Lastly, Keldenich describes the software Plantsight, being developed jointly by Siemens and Bentley Systems for the process industry, as the “silver bullet”. Using it, it is possible to access all data and information via a single cloud-based portal, he says. That means the system automatically supports in decision-taking. “In 2020, we would have liked to have shown even more in Hanover,” Keldenich regrets, adding, “We have integrated further functionalities, such as those XHQ offers. As such, our solutions are growing ever stronger together — in order to reach the next level of the digital twin.”

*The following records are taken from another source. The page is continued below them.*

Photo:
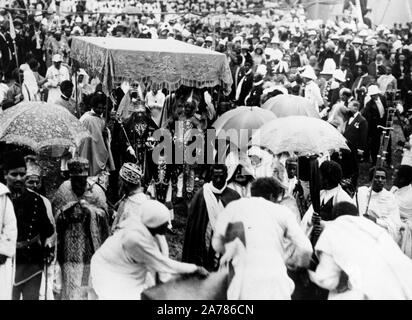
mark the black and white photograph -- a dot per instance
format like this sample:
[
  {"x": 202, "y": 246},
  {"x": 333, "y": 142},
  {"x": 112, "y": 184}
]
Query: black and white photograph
[{"x": 219, "y": 151}]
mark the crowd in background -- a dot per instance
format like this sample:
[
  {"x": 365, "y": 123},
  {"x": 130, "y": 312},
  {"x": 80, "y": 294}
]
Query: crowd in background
[{"x": 351, "y": 71}]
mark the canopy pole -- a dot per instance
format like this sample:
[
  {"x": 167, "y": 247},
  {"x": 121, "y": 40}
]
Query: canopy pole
[{"x": 76, "y": 89}]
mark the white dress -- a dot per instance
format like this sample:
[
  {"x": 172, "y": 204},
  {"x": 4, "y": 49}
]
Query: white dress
[
  {"x": 124, "y": 265},
  {"x": 260, "y": 266},
  {"x": 8, "y": 239}
]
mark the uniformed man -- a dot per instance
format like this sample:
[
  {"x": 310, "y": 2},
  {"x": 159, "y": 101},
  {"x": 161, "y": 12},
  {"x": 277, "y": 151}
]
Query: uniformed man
[{"x": 33, "y": 226}]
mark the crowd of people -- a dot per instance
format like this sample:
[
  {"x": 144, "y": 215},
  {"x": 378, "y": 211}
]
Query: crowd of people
[{"x": 264, "y": 230}]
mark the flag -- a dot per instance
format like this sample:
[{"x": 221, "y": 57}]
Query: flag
[{"x": 12, "y": 30}]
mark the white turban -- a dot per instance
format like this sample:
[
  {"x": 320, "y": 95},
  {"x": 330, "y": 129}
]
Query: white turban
[{"x": 154, "y": 213}]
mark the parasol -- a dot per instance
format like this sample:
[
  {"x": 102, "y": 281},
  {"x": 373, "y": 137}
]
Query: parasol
[
  {"x": 285, "y": 105},
  {"x": 300, "y": 135},
  {"x": 247, "y": 118},
  {"x": 40, "y": 125},
  {"x": 168, "y": 63}
]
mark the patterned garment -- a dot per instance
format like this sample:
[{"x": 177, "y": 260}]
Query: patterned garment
[
  {"x": 81, "y": 230},
  {"x": 77, "y": 254}
]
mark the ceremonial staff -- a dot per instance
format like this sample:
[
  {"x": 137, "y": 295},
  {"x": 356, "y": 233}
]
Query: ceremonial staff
[
  {"x": 385, "y": 137},
  {"x": 13, "y": 37}
]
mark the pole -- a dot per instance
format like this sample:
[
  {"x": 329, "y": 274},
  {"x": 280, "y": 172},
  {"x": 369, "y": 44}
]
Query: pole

The Future: AI, 5G and Edge Technologies
It sounds futuristic to imagine that, in the short or mid term, even voice control and chatbots will support the operator. In these areas too, says Keldenich, very promising projects are already underway in chemical companies; even in loud environments, maintenance staff can communicate straightforwardly with the digital assistant via Messenger (similar to Whats App) and use this to call up information through pre-filtered displays.
The onward path to comprehensive digitalization of the process industry leads almost inevitably through 5G. Keldenich confirms as much, “We need it in production, in logistics, in maintenance — not just for driverless transport systems.” In the process, and above all in hybrid sectors, 5G supports in using data even better across the entire value chain. Here, another current acquisition by Siemens is set to play a role: Pixeom, which with its Edge technology will contribute towards being able to make better use of Edge apps which analyze data on a machine locally, and transmit their analyses to higher-level systems. On that point, it is a particular benefit that Siemens is able to exploit synergies better than ever before, through bundling industry-wide aspirations for digitalization into Digital Industries. Thus, the major step from supplier of electrification and automation engineering to software giant driving the digital translation forward across sectors is being accomplished.